Effects of platelet-rich plasma on the pancreatic islet survival and function, islet transplantation outcome and pancreatic pdx1 and insulin gene expression in streptozotocin-induced diabetic rats
Published in Growth Factors, 2020
Marzieh Nemati, Narges Karbalaei, Pooneh Mokarram, Farzaneh Dehghani
Diabetes mellitus is one of the most common endocrine metabolic diseases with progressive incidence in the world (Gubitosi-Klug 2014). Increasing the morbidity and mortality of diabetes has caused this disorder to be one of the most costly diseases affecting the global health system (Cusick et al. 2005). Insulin deficiency and hyperglycemia in type 1 diabetes, which accounts for less than 10% of total diabetic people, are due to autoimmune destruction of pancreatic islet β-cells. Available treatment for people with type 1 diabetes is daily insulin therapy, but studies have shown that it is not an effective treatment to control the blood glucose variations and completely elimination of long term complications of diabetes (Bottino et al. 2002; Gubitosi-Klug 2014). Beta cell regeneration and replacement of new beta cells by stem cell, whole pancreas and islet transplantation are the proposed treatments for diabetes and re-establishing the endogenous insulin secretion (Lakey et al. 2001; Nathan 2014; Solis et al. 2019). Studies have shown that pancreas and islet cell transplantation in type I diabetes mellitus are potentially curative treatments to correct metabolic abnormalities and prevent diabetic complications because of sustained and stable release of insulin after transplantation (Bruni et al. 2014; He et al. 2016; Wallner et al. 2016; Smink and de Vos 2018).
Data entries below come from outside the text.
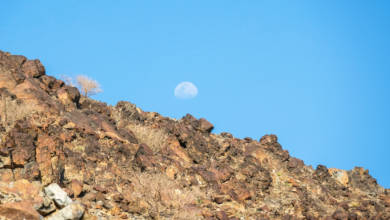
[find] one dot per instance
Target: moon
(186, 90)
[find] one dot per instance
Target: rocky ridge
(65, 156)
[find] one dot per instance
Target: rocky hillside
(64, 156)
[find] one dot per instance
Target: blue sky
(316, 73)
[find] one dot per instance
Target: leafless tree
(87, 85)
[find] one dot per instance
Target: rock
(76, 187)
(19, 211)
(295, 163)
(340, 215)
(205, 126)
(73, 211)
(46, 207)
(33, 68)
(268, 139)
(109, 159)
(59, 196)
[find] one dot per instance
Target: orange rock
(18, 211)
(175, 149)
(76, 187)
(6, 175)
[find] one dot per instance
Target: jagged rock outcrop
(119, 162)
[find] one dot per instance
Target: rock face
(64, 156)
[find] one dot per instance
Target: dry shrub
(165, 196)
(154, 138)
(87, 85)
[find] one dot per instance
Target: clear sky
(315, 73)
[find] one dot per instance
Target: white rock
(73, 211)
(59, 196)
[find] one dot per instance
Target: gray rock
(59, 196)
(73, 211)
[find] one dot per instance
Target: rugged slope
(121, 162)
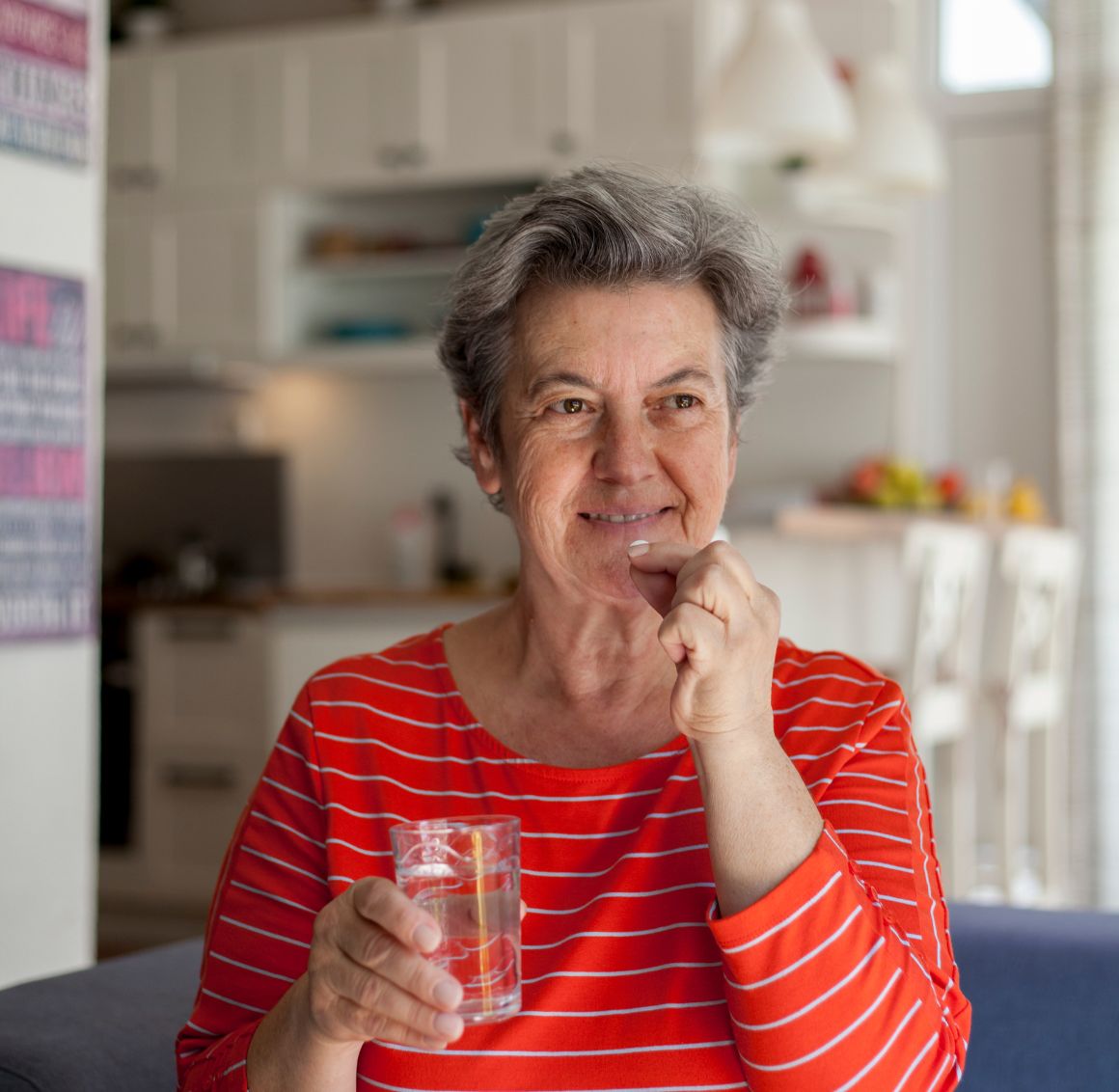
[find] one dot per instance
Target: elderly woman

Compared to pancreas transplantation, islet transplantation is a relatively non-invasive, simple technique with low morbidity with the opportunity for culture of islet and long-term storage of it through cryopreservation (Nanji and Shapiro 2006; Saidi 2012; Wallner et al. 2016). However, a major limitation of islet transplantation as standard treatment in large scale is the lack of available quantities of viable and functional islets in both pretransplantation and posttransplantation due to multiple factors, including loss of vasculature, hypoxia, inflammation, apoptosis, or necrosis (Nanji and Shapiro 2006; Lai et al. 2009; Shapiro 2012).